In summary, it was demonstrated that the visualisation can cope with any realistic number of generations and over 200 families per generation at the overview level, although the labelling of parent names becomes problematic with over 100 families. However, available space constrains the ability to distinguish the properties of individual offspring where there are a large number of families in a generation (50 to 100) or a large number of offspring in a family. None of the experimental pedigrees available in ResSpecies exceed these thresholds. Display limitations could be ameliorated with higher specification monitors or by expanding across multiple monitors, but in the authors' experience the target user group for VIPER, e.g. animal breeders, often lack high specification desktop hardware and monitors.
It is understood that in future pedigree breeding experiments the number of animals is not expected to get any larger than the figures already seen in ResSpecies or the examples quoted in Table 1. This is because breeding and looking after animals is a resource-thirsty operation requiring real estate and labour to achieve. Even within experiments it is not the case that every animal within a generation goes on to breed, thus avoiding an exponential increase in the number of animals per generation that we would otherwise need to accommodate in the display. The exponential expansion in pedigree genotype data sets will be in the number of markers annotated in the data set as sequencing technology continues to improve.
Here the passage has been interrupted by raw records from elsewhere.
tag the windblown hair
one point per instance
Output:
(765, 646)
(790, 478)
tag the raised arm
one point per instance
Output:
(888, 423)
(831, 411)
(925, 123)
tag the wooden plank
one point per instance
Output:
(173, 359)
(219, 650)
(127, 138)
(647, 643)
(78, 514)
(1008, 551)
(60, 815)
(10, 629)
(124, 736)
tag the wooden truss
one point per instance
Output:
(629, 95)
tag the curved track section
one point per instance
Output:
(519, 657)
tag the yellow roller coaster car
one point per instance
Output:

The authors have recently seen data sets containing in the order of 100,000 markers, and this is now not considered large.
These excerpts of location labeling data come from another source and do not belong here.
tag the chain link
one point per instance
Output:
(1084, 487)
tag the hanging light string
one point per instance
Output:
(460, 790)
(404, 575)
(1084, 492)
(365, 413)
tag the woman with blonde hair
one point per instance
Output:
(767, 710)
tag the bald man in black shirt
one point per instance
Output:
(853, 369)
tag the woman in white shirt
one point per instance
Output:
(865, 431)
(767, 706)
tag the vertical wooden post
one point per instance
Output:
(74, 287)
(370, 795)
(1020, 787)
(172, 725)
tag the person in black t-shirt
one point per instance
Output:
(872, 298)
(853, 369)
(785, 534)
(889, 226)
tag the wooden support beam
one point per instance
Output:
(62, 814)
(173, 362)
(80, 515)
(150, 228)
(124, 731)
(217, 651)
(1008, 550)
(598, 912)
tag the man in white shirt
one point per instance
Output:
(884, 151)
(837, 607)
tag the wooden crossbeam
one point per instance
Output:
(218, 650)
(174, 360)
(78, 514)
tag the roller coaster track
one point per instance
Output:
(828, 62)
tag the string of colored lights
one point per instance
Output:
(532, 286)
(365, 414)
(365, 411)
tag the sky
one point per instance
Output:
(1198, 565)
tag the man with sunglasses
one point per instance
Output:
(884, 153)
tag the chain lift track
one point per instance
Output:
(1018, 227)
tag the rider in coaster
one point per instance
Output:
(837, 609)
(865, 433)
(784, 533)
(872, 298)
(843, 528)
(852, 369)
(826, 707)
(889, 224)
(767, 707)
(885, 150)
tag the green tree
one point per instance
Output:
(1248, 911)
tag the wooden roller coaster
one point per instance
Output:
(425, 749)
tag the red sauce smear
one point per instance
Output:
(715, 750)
The geneticists had mentioned the ability to select a single marker and view just its data would be important, and the previous subtleties arising from the sex-linked markers on top of the fact that errors and incomplete data differed from marker to marker reinforced their view. Functionality for displaying the data associated with just a single marker at a time would need to be developed, along with a mechanism for choosing which marker to display. Given that there could be thousands of markers within a pedigree genotype meant this selection would have to be guided by properties of the marker as searching blindly or exhaustively to find markers of interest would be both prohibitive and extremely frustrating.
In order to support the exploration of individuals in any selected large family a 'Detail View' window was implemented to complement the overview of the entire pedigree 16 (see Figure 7) - one of the standard practices for solving such problems in Information Visualisation . This 'Detail View' can readily accommodate families with hundreds of individuals on a standard monitor, overcoming the resolution constraints identified above.
Secondly, to expose the degree of genetic inference in the data (which occurs because of data incompleteness) a second colour map contrasting with the error colouring was implemented, showing the degree of missing data across the pedigree via the intensity of border colour on an individual or family. As the VIPER display already has space allotted for each individual and family in the pedigree then adding such extra indicators for missing genotype information is not difficult, it would be a different case if there was missing data in the pedigree itself. Clashes between the dual colour highlighting used in the sandwich view to report inference and error rate are limited, because the inheritance algorithm does not infer 'erroneous' genotypes from incomplete data. Control of the colour schemes was provided by adding controls that allow the user to turn off or change the colour used for both the error reporting and the incompleteness maps, and also to choose which contrasting colour is used for user-selection highlighting.
Thirdly, in order to expose the sex of individuals in a family, and hence assist the identification of sex-linked inheritance problems, a further level of colouring was rejected as it would reduce the pre-attentive 'pop-out'  that the coloured error display currently enjoyed. Instead the (optional) partitioning of offspring by sex was implemented, spatially separating the male and female offspring into different rows - in effect giving us a 'club sandwich' view. In fact a third, intervening, row was required to accommodate individuals of undetermined sex, as many pedigree datasets include non-breeding individuals that have not been sexed (see Figure 7). In essence, we are using another visual attribute, spatial positioning, to communicate low-count categorical data attributes of the offspring, rather than overload the colour channel. Standard pedigree layouts use shape to represent gender in pedigree diagrams  but spatial positioning is a more powerful communicator, especially when we wish to split a set of objects into groups.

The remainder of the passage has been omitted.